13) Close your windows and lock your doors. Though sometimes the travel experience is better when you smell the fresh, cool country winds, it is a hassle when unwelcome visitors literally drop in—insects, tree branches, and sometimes objects thrown by naughty kids. When you’re running along at 80 kph, even the smallest bug can sting you red when it smashes your skin.

14) This is from my own experience. If you’re a vegan or vegetarian on a road trip, expect to find next-to-nothing food suitable for you in provincial canteens and eateries. Of course, fast food fare is a no-no for you, even if you’re hungry like the wolf.
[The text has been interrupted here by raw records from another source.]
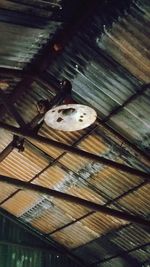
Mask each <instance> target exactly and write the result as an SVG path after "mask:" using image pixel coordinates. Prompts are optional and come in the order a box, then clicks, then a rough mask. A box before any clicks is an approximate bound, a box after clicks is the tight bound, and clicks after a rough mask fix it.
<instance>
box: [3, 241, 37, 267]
mask: <svg viewBox="0 0 150 267" xmlns="http://www.w3.org/2000/svg"><path fill="white" fill-rule="evenodd" d="M0 263H1V266H5V267H9V266H16V267H33V266H37V267H41V266H42V253H41V252H40V251H38V253H37V251H34V250H27V249H23V248H18V247H17V248H15V246H14V247H11V246H7V245H6V246H4V245H3V246H0Z"/></svg>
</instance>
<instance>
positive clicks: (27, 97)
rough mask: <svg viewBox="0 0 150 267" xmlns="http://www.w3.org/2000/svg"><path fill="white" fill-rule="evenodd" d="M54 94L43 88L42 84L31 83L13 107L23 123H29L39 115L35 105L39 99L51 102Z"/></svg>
mask: <svg viewBox="0 0 150 267" xmlns="http://www.w3.org/2000/svg"><path fill="white" fill-rule="evenodd" d="M54 95H55V93H53V92H51V91H50V90H49V89H47V88H44V87H43V86H42V84H39V83H38V82H33V83H32V85H31V86H30V87H29V88H27V89H26V90H25V91H24V92H23V93H22V95H21V97H20V98H19V99H18V100H17V101H16V103H15V107H16V108H17V110H18V112H19V113H20V115H21V116H22V118H23V119H24V121H25V123H30V122H31V121H32V119H34V118H35V117H36V116H37V115H38V114H39V113H38V110H37V103H38V101H40V100H41V99H46V100H49V101H51V100H52V99H53V97H54Z"/></svg>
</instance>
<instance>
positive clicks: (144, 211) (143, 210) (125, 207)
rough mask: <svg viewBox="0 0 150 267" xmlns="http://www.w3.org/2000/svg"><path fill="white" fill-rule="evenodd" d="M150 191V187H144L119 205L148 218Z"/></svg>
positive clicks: (127, 195) (125, 198)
That leaves you with two solutions: either prepare your own food, or patiently explain to the food attendants of the restaurant your dietary requirements (and that isn’t easy to do in this meat-loving country). In my case, I have successfully squeezed out some mushroom salpicao, tokwa sisig, coconut milk or soy milk as replacement to cow’s milk from the cooks, chefs and managers of these restaurants.

15) No matter how well-maintained your car is, when it blows a tire, you have no choice but to have a spare one ready and change it yourself. So, hope for the best, but expect a flat somewhere along the way. And if you’ve really maintained your car well, hopefully the warning sign on your dashboard “check engine” won’t appear anytime during your trip.

16) Expect more weird stuff to happen during your long trip. Some encounters will leave you scratching your head in disbelief (like this lone tree hogging the middle of the road in Benguet Province), confuse you (like this fork in the road that just happens to “materialize” from nowhere), or just outright drive you to near-panic (like this road sign on Panay, on the way to Iloilo City warning motorists of extremely forceful jet thrusts from nearby planes taking off). In all cases, keep your wits by you at all times, and hold that wheel steady, and your brakes on the ready. There never is a dull moment driving around this country!